Cumprimentos a todos.
Alexandre
Parece-me que, na pergunta 7 do grupo I, a frase em questão é correta se tivermos em conta a pergunta formulada: "Considere os seguintes enunciados relativos à definição tradicional de conhecimento.".
Como a Sara afirma no seu comentário "as crenças falsas podem ser justificadas, embora não constituam conhecimento...".Dito de outra forma, esta afirmação é verdadeira, nas não o é relativamente à definição tradicional de conhecimento.
Se, de acordo com a definição tradicional (ou outra qualquer) de conhecimento, apenas as crenças verdadeiras fossem justificadas, então bastaria definir conhecimento como crença justificada.
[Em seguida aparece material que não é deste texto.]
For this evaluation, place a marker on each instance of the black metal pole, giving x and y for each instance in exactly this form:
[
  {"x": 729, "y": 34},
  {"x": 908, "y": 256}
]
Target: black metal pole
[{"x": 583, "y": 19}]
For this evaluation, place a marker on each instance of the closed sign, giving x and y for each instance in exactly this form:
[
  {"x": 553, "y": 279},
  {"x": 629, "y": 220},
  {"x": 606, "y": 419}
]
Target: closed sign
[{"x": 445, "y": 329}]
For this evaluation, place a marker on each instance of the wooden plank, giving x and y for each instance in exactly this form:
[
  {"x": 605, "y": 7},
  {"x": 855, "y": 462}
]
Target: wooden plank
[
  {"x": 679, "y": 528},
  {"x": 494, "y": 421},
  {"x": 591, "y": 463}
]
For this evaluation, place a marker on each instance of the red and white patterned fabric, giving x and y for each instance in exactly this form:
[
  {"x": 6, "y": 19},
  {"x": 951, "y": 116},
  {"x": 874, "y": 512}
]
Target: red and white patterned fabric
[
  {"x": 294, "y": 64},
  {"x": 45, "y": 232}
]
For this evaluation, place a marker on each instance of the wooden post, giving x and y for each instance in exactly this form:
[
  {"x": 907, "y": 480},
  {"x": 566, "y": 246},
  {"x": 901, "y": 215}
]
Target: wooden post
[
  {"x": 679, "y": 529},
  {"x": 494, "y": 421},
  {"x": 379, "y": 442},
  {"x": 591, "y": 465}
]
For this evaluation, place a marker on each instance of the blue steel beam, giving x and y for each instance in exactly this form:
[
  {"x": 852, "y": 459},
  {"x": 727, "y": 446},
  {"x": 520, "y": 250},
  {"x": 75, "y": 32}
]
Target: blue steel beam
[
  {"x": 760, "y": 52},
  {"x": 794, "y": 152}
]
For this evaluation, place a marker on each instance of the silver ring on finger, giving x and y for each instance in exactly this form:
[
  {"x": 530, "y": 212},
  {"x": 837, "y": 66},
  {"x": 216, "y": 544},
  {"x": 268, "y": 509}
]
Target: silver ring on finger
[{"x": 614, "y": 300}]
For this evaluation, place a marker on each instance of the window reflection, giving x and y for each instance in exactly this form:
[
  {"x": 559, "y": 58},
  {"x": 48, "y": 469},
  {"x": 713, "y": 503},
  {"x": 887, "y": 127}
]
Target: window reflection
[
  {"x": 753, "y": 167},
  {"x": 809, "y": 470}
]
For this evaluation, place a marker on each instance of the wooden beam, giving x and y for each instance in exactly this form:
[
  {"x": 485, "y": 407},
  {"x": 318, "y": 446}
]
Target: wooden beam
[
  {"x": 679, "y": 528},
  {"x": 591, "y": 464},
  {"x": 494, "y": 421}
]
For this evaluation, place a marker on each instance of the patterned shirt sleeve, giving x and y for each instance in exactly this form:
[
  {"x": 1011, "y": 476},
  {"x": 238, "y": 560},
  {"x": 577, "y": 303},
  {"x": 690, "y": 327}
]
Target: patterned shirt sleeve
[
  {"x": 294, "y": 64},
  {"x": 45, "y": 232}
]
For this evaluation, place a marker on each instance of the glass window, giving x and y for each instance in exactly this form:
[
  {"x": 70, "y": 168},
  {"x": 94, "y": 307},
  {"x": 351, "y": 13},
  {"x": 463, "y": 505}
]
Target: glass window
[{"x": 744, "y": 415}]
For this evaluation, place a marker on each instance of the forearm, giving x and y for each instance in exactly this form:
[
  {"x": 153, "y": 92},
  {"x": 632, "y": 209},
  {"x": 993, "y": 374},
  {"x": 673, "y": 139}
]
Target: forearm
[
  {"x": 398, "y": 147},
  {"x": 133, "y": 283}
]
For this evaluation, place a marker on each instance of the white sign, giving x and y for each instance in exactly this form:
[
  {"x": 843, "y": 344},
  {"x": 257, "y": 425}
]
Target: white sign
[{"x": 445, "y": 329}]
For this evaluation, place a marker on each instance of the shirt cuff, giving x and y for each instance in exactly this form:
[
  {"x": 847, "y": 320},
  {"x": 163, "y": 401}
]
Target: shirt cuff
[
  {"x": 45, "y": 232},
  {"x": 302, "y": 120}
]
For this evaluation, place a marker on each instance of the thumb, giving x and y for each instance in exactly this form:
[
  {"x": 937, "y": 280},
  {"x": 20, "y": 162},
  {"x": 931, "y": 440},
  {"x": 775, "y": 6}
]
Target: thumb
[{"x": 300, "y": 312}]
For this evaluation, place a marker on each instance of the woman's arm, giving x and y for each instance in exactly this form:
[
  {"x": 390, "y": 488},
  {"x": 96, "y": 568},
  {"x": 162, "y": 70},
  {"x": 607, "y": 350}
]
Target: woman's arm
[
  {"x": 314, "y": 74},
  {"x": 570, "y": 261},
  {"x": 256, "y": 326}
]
Isto porque, estar justificada implicaria ser verdadeira. Mas é precisamente isso que a definição tradicional de conhecimento não diz. Daí se designar frequentemente como definição tripartida: precisamos das três. Assim, a crença, a verdade e a justificação são, cada uma delas, condições necessárias para o conhecimento. Daqui não se segue, de modo algum, que só as crenças verdadeiras possam ser justificadas.
Em suma, a afirmação do teste é falsa, precisamente de acordo com a definição tradicional de conhecimento inicialmente avançada por Platão no Teeteto e posteriormente discutida por muitos filósofos.
Já agora, só mais uma precisão. É enganador falar da definição tradicional de conhecimento como crença verdadeira justificada. Isto porque até o próprio Platão concluiu que não chegava a ser uma definição. Note-se que o Teeteto é um diálogo aporético. O que temos é antes uma tentativa de definição, a qual permite apenas estabelecer condições necessárias.
Mas mesmo que estas condições fossem conjuntamente suficientes, continuaria a não ser correcto afirmar que, de acordo com ela, só as crenças verdadeiras podem ser justificadas.
De resto, parece claro que as crenças falsas podem ser justificadas. Caso contrário ninguém poderia ser bem enganado, como se costuma dizer. É certo que podemos defender uma perspectiva infalibilista da justificação, mas nada nos diz que é essa a concepção tradicional da justificação.
Desidério, agradeço os esclarecimentos. Apesar de tudo, continuo a pensar que houve uma melhoria em relação ao ano passado. Provavelmente, se tivermos paciência e continuarmos todos a fazer o nosso trabalho como até aqui, é uma questão de tempo e em breve teremos testes e exames de Filosofia bem concebidos e estimulantes para os alunos. Não é optimismo em excesso, é mais uma estratégia de sobrevivência.
Obrigada Rui pelo teu comentário. O mais surpreendente para mim é não existirem mais professores com dúvidas quanto à correção da questão 7 de escolha múltipla. Lá saberão, para mim é claro que não devo prejudicar os alunos que raciocinaram corretamente a partir da informação a que tiveram acesso no manual e nas aulas.
Alexandre, obrigada pelo comentário. Quanto ao modo de formalizar os argumentos a primeira alternativa apresentada nos critérios está correta, a outra deve ter o objetivo de contemplar a abordagem de alguns manuais e assim não prejudicar os alunos. Parece-me ser este o motivo, mas não tenho a certeza.
Jorge, agradeço o comentário. Julgo que não tem razão pelos motivos que o Aires de Almeida já explicou, detalhadamente, no comentário que fez e com os quais concordo.
Aires, agradeço a tuas observações pertinentes e esclarecedoras. É possível que a questão 7 tenha sido só um pormenor infeliz, tal como as gralhas nas duas questões de escolha múltipla da versão 2 (eu faço, de cada vez que tenho de avaliar alunos, 5 testes diferentes e, por isso, não entendo bem que uma equipa a fazer o teste intermédio desde há já algum tempo, cometa estes lapsos). Era escusado e não deixa de ser uma chatice para os professores corretores.